There were some limitations of the present study. We were unable to strictly confirm the “congenital” nature of the nasolacrimal duct obstruction in this study. We excluded complex cases of paediatric epiphora, such as cases of failed probing, acquired lacrimal duct obstruction, canalicular obstruction, and systemic syndromes and/or facial anomalies, from the present study. Thus, further accumulation of cases is necessary.

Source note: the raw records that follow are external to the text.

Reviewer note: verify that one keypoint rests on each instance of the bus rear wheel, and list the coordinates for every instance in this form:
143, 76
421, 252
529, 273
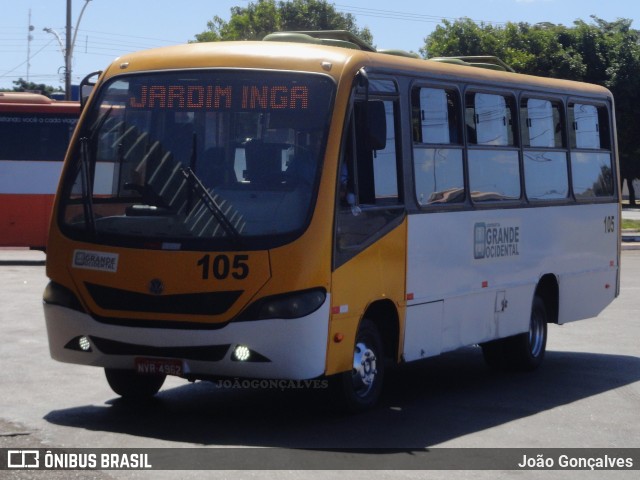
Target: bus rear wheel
130, 385
522, 352
359, 389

In conclusion, we obtained a 100% success rate of transcanalicular endoscopic dacryoplasty for CNLDO. Direct visualization inside the lacrimal passage allowed for precise probing and intubation, even in infants, leading to successful treatment of CNLDO without any complications.

Study Highlights

What was known before

  • The success rates of probing for congenital nasolacrimal duct obstruction by blind technique were reported about 70–90%. The cause of failure had not been clear.

What this study adds

  • Direct visualization inside the lacrimal passage by dacryoendoscopy allowed for precise probing. We obtained a 100% success rate with primary transcanalicular endoscopic dacryoplasty for the treatment of congenital nasolacrimal duct obstruction.